@ LUNCH

Pack healthy lunches + save money.
Eating out? Eat smart!

Lunch time is a pivotal point in our workday - we can either crash and burn or fuel wisely and soar for the rest of the day. Eat too much, indulge in a carb-overload and give yourself an hour, you may feel like crawling up in a ball underneath your desk to take a nap. But discipline yourself to eat right at the noon hour, and you'll knock off all the tasks on your to-do list in no time.

Recipes

Here are some light lunch recipes that pack a powerful energy punch that will carry you through the afternoon, and soften the blow on your wallet.

Chicken Waldorf Salad

Prep time: 30 minutes
1 lb skinless, chicken breasts or boneless thighs
½ cup nonfat plain yogurt
¼ cup low-fat mayonnaise
1 cup chopped apple
1 cup green grapes, sliced
½ cup chopped celery
2 TBL chopped scallions

In sauce pan, add chicken breasts/thighs with enough water to cover. Remove chicken from water, then bring water to a boil. Return chicken to pan, and simmer gently for 5-7 minutes. Remove the pan from the heat and let stand, covered for 10 minutes. Check the chicken to make sure it's cooked through. If not, simmer an addition 2-4 minutes.

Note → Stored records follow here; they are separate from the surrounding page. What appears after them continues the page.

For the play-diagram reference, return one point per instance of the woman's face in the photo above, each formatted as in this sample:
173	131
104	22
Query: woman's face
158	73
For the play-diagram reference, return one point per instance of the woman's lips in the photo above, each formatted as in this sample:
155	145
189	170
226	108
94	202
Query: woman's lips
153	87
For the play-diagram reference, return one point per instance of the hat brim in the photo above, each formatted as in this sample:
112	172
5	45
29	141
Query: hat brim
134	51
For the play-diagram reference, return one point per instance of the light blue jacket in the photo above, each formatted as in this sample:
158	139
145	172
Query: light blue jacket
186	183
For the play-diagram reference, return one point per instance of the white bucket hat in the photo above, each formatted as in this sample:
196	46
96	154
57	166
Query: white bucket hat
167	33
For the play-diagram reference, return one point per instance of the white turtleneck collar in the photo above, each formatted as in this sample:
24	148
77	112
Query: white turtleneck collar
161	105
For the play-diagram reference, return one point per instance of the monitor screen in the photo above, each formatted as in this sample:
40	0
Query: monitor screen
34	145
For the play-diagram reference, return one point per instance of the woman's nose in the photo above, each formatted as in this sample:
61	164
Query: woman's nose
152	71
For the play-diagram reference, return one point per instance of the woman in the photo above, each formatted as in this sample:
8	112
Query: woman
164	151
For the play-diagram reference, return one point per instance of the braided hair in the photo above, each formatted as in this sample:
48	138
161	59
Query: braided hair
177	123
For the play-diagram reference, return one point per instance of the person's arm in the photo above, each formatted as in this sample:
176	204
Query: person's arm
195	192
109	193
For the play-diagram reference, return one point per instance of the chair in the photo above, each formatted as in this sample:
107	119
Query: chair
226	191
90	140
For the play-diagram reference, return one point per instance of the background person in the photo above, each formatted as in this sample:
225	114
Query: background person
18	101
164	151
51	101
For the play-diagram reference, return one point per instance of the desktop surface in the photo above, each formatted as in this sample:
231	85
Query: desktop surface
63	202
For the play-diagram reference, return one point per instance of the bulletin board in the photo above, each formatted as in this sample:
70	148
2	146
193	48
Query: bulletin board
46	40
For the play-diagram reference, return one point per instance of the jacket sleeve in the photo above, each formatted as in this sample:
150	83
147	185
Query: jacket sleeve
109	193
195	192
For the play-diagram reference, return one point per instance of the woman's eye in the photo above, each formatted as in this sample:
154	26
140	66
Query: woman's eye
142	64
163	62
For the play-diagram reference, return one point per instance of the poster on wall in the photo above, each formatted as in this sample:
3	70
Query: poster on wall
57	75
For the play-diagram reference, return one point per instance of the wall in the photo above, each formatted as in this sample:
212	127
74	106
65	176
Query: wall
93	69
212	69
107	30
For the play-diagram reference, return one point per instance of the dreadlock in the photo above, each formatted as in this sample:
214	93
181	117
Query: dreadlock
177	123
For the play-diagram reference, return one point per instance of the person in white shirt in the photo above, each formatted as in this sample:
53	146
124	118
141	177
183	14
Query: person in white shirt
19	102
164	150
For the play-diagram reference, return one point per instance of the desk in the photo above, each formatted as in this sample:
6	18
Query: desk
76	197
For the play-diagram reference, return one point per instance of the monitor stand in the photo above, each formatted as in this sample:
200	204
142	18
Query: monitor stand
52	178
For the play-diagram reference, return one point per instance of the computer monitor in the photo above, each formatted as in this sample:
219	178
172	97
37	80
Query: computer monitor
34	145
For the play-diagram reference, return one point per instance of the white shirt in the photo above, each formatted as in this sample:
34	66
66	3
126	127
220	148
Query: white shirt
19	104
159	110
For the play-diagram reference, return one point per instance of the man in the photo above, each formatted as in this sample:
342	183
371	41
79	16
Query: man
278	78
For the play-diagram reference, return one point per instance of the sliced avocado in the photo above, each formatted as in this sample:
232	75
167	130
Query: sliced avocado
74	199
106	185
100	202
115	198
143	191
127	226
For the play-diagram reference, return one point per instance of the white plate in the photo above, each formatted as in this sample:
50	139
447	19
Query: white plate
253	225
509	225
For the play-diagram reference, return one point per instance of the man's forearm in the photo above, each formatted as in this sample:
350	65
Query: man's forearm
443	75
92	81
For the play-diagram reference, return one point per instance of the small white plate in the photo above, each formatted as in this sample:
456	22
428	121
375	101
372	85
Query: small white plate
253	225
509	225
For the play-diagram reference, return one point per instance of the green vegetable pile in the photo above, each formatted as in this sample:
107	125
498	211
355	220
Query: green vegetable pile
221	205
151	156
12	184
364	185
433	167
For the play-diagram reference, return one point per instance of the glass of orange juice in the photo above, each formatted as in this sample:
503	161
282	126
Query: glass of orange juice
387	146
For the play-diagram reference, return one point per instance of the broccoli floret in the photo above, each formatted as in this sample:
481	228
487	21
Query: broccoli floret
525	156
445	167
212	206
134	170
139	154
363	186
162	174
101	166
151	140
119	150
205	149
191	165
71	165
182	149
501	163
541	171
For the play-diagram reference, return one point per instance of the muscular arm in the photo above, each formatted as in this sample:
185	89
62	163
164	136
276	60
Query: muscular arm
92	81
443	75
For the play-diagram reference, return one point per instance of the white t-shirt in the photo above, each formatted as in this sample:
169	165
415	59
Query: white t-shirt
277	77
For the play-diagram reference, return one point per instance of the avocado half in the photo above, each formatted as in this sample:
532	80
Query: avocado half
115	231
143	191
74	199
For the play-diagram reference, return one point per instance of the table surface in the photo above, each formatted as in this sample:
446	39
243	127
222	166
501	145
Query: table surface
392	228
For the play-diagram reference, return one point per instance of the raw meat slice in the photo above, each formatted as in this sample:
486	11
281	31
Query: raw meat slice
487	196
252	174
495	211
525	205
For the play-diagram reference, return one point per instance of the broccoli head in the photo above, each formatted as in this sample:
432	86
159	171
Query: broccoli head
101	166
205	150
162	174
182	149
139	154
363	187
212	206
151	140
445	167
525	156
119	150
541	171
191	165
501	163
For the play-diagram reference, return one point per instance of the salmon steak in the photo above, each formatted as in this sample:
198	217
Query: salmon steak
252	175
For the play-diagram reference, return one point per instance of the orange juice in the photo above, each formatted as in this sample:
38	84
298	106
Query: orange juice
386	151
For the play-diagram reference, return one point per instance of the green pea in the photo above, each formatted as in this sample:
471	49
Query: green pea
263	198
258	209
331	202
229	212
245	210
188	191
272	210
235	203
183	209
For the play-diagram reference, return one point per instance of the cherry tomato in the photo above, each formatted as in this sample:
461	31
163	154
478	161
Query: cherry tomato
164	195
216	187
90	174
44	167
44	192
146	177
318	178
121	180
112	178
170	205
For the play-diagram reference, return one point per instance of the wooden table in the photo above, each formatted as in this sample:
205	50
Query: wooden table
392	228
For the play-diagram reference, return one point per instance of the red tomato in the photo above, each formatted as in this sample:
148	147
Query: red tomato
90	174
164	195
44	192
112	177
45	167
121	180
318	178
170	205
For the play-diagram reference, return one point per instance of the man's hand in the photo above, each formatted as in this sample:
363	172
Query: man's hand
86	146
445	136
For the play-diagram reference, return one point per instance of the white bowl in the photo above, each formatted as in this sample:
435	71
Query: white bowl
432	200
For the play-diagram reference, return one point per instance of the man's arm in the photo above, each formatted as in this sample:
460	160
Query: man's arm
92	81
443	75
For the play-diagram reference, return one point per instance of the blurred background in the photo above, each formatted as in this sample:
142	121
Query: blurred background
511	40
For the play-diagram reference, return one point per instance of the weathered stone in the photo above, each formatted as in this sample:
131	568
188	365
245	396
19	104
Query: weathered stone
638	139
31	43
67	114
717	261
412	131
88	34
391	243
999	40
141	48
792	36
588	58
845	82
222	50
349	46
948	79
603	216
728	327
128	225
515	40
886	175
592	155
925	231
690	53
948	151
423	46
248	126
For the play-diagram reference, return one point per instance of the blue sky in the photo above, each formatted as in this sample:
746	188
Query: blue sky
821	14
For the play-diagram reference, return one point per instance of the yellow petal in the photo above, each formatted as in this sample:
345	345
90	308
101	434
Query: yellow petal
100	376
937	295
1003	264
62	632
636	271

Let chicken cool, then dice.

In large bowl, whisk the yogurt, mayo, apple, grapes, celery and scallions. Then toss chicken. Season with salt and pepper.

Pack chicken salad in container, or mound between two slices of whole wheat bread. Chill in the office refrigerator.

Asparagus & Hummus Pita

Prep and cook time: 20 minutes
3-4 asparagus stalks
3 TBL hummus
whole wheat pita

Sprinkle 2 TBL olive oil in saute pan. Add asparagus and saute 8-10 minutes. Season with salt and pepper. Let cool.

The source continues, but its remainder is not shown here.